As shown in Figures 8–10, the microgrooves and structure have good bottom surface profiles, which indicate that the proposed method in the paper can effectively and accurately measure the RVWR of most electrodes in machining different materials.
6. Conclusion
In this paper, in microgrooves EDM, experimental results on electrode compensation show that the RVWR obtained by conventional measurement method is inaccurate and can result in variation of groove depth. Then, based on electrical debris composition analysis, a new RVWR measurement method is proposed, which can be applicable to different electrodes machining different workpiece materials without simplifying the processing environment. The RVWR of machining T2 copper, aluminum alloy, and #45 steel using the electrodes of tungsten, molybdenum, and copper are measured. Selection of electrode with high electrical erosion resistance and accurate electrode compensation experiments are conducted according to the measuring results. Experiments on microgrooves show that the machined microstructures have good bottom surface profiles, which indicates that the proposed method is an effective way to accurately measure the RVWR of most electrodes in machining different workpiece materials.
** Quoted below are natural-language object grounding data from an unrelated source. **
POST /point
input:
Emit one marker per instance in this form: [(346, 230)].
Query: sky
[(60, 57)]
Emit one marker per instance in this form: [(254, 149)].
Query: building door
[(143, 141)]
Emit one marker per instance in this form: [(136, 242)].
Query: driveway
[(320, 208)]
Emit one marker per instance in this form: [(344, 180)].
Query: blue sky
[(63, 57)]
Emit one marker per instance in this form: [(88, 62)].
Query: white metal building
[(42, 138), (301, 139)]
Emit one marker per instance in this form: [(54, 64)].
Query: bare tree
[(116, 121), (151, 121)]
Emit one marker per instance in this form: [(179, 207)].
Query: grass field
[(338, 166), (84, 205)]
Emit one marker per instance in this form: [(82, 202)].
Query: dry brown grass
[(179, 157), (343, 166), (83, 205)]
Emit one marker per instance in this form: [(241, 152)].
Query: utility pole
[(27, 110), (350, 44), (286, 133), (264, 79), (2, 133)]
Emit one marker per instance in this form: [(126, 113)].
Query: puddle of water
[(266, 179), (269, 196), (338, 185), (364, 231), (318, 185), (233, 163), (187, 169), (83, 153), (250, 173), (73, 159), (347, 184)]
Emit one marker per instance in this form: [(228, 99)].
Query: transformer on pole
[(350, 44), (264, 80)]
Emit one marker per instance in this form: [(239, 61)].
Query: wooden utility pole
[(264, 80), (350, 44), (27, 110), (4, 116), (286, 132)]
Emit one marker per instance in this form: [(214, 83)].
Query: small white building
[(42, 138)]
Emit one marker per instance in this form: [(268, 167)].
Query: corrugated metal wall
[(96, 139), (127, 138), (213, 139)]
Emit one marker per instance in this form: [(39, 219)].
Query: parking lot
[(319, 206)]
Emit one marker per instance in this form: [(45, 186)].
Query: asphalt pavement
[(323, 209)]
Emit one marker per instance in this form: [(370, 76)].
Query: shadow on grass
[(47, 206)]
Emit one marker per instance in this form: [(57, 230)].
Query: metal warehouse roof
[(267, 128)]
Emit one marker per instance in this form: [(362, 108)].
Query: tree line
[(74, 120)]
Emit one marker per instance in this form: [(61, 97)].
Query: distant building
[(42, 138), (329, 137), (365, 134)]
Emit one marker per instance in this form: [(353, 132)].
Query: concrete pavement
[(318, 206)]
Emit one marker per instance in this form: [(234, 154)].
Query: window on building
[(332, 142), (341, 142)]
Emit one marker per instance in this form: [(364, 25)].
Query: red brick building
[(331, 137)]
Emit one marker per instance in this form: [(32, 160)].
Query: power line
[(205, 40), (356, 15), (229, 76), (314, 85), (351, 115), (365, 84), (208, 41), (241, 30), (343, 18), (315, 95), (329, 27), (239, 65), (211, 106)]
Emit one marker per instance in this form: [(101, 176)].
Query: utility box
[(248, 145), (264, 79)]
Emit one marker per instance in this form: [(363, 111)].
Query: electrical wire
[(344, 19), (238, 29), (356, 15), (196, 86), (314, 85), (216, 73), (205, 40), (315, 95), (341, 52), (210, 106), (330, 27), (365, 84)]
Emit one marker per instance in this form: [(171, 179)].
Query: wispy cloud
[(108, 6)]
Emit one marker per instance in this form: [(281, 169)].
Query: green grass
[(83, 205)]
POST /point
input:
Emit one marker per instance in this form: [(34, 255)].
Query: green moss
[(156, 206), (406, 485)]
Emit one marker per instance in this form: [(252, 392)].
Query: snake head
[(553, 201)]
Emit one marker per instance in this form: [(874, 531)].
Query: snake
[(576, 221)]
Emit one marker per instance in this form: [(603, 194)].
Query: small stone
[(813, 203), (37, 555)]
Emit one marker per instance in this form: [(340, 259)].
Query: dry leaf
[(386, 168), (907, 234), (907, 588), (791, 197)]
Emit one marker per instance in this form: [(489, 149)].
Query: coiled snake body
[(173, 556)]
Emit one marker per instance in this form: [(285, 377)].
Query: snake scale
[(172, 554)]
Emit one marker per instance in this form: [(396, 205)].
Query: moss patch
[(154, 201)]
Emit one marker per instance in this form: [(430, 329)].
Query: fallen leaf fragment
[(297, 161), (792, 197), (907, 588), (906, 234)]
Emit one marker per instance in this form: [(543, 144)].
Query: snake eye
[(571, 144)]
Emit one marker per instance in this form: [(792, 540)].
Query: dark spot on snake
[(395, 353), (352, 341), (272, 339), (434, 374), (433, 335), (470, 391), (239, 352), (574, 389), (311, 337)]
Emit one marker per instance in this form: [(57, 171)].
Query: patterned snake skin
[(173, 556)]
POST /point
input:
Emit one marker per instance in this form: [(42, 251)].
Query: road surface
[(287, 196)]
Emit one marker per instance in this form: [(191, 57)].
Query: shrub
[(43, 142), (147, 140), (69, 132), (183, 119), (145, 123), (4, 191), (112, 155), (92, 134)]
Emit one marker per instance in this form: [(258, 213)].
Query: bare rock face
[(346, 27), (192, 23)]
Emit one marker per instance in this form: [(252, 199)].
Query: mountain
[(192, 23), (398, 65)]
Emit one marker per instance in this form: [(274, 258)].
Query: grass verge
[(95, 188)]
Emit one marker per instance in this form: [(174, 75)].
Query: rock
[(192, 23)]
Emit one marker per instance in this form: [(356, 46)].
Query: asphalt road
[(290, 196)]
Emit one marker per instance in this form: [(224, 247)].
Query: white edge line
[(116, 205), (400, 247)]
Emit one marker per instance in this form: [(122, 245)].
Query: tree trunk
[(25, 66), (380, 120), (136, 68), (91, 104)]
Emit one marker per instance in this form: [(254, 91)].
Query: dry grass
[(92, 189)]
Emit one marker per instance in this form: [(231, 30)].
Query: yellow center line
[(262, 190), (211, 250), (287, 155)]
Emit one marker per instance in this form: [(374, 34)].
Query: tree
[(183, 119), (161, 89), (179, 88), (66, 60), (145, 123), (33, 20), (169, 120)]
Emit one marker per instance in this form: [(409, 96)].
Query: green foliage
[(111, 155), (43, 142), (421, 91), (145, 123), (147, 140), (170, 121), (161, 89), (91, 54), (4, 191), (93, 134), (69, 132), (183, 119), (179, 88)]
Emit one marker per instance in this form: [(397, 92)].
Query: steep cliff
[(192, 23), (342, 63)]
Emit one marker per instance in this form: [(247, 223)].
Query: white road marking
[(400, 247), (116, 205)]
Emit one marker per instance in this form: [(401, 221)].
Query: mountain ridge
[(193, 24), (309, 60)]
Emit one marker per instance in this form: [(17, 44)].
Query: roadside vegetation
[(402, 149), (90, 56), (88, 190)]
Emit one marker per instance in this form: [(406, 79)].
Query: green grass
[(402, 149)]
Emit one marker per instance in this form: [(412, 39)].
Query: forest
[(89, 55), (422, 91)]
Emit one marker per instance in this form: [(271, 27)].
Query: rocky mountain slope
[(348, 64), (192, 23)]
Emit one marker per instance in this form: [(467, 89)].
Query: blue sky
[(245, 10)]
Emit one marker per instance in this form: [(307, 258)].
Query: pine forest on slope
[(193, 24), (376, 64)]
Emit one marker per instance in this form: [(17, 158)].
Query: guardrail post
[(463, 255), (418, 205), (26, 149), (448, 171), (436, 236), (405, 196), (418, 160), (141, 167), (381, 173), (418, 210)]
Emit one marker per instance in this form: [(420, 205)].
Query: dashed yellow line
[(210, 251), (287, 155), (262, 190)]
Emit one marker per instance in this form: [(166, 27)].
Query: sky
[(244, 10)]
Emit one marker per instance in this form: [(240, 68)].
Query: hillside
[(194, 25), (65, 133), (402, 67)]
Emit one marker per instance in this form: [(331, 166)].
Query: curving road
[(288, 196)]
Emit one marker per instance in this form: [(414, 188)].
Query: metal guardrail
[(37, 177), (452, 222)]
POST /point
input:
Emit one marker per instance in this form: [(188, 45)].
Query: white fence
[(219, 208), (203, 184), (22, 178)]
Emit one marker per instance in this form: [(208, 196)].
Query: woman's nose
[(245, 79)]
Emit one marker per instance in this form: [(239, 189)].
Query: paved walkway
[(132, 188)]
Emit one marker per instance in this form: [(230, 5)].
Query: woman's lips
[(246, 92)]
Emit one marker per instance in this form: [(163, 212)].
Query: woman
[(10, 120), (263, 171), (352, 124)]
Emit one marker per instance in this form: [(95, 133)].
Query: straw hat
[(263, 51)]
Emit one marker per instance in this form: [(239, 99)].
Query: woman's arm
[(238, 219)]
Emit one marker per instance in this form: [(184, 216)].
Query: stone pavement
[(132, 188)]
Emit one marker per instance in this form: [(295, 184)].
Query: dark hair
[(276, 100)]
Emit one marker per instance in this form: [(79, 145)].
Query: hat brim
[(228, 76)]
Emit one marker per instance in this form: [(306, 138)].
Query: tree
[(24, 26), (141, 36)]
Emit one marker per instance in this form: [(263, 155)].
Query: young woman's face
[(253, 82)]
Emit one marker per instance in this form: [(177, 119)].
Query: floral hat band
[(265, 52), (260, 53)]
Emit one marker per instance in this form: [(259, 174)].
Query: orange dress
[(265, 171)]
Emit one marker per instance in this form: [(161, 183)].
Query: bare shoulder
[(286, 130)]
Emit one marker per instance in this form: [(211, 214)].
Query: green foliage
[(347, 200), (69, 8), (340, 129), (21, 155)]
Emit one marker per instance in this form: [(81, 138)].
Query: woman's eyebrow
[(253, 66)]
This research conclusion can be adopted as a basis in selecting electrode material reasonably and ensuring the accurate compensation in micro-EDM. Further study is suggested to focus on measuring the RVWR of more electrode materials and workpiece materials with plenty of experiments and establishing a database of widely used electrodes in machining different workpiece materials, which can provide an important reference to practical applications.
Conflict of Interests
The authors declare that there is no conflict of interests regarding the publication of this paper.
Footnotes
Acknowledgments
This paper is supported by the National Natural Science Foundation of China (Grant no. 51005036).